Associated Press Writer

        SPOKANE, Wash. — Only Duke and Michigan State have won more NCAA tournament games the last three years than Gonzaga.

        The Bulldogs (26-6), the 12th seed in the South Regional, are making their third consecutive trip to the round of 16.

        They advanced to Friday's game in Atlanta against defending champion Michigan State (26-4) by beating 13th-seeded Indiana State 85-68 at Memphis on Sunday.

        It was the Bulldogs' seventh tournament victory in three years and the first time they've played a lower-seeded team.

        “Clearly, Gonzaga has left far behind any sort of Cinderella or Johnny-come-lately image. They've been a solid program every year,” West Coast Conference Commissioner Michael Gilleran said from his San Bruno, Calif., office.

        “For better or worse, you are judged by how you do in March, and I think Gonzaga has shown the capability of playing with anybody in the country,” he said.

        On Monday, Gonzaga students returned from spring break, and campus bookstore employees strained to keep Bulldogs paraphernalia on the shelves. Manager Dave Hinze had 3,000 new NCAA tournament T-shirts and 700 “Zags” baseball caps shipped overnight to meet the anticipated demand.
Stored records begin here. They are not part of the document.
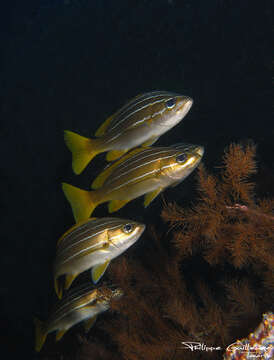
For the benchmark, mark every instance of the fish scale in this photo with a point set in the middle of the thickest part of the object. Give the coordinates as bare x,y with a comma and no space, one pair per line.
141,121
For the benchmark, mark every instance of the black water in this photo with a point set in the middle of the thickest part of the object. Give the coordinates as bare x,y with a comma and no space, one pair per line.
70,64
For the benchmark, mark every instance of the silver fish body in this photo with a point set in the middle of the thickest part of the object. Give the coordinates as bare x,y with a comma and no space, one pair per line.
143,171
145,119
141,121
83,303
93,244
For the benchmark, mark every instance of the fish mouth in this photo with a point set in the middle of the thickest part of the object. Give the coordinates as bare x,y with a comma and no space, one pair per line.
200,151
141,229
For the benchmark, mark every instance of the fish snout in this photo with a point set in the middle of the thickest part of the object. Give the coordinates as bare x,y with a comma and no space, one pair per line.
184,104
        Tickets to the South region semifinals went on sale to students, employees and boosters before being offered to the public at $90 apiece. The school expected to sell out its allotment of 1,250 tickets.

        Instead of flying home for a short turnaround, the West Coast Conference champions stayed in the South and traveled to Atlanta on Monday.

        The last two times the Bulldogs advanced to the round of 16, it was over No. 2 seeds — Stanford in 1999 and St. John's last year.

        The national spotlight has been good for the Jesuit school of about 4,700 students.

        “Certainly, there has been an awareness,” Gonzaga spokesman Dale Goodwin said Monday. “It has had a significant effect on enrollment. We've had back-to-back record years in freshman enrollment.”

        Formerly, the school's registrar got two or three inquiries a year from potential students in eastern seaboard and southern states, there are now 15-to-20, Goodwin said.

        “The word is definitely out that Gonzaga is a reputable academic institution, and people are taking notice,” he said.

        The school's most famous alumnus probably was the late crooner Bing Crosby, for whom the campus library is named. The most prominent athletic star, John Stockton of the NBA's Utah Jazz, set school records for assists in 1981-1984 that still stand.

        The recent successes have spurred interest in replacing the 4,000-seat Martin Centre court, nicknamed “The Kennel,” with a 6,000-seat facility that would be the largest in the WCC.

        Athletic officials said construction could begin as early as next fall on the estimated $16 million to $17 million project.

        “I think it says a lot about our program,” Gonzaga's Casey Calvary said after Sunday's victory. “Rather than just having one set of players that come and go, we've had a lot of really great players and an excellent coaching staff. We've done a great job of recruiting.

        “We've had similar teams each time we've made a run, and perhaps this is our deepest and most talented team. They have all been real similar as far as team chemistry. We play hard and play well together.”

        That success has been noticed by the Zags' opponents in the WCC, a conference of eight Roman Catholic schools.

        “Everybody is using Gonzaga as the standard that we're going to try to meet. We want to be equaling and living up to their success, rather than hoping they're going to stumble,” conference official Gilleran said.

        “They've made people who are knowledgeable realize that good basketball is played in a lot of different places,” he said. “If you have tough kids who work well together and are well coached, that's all you need.”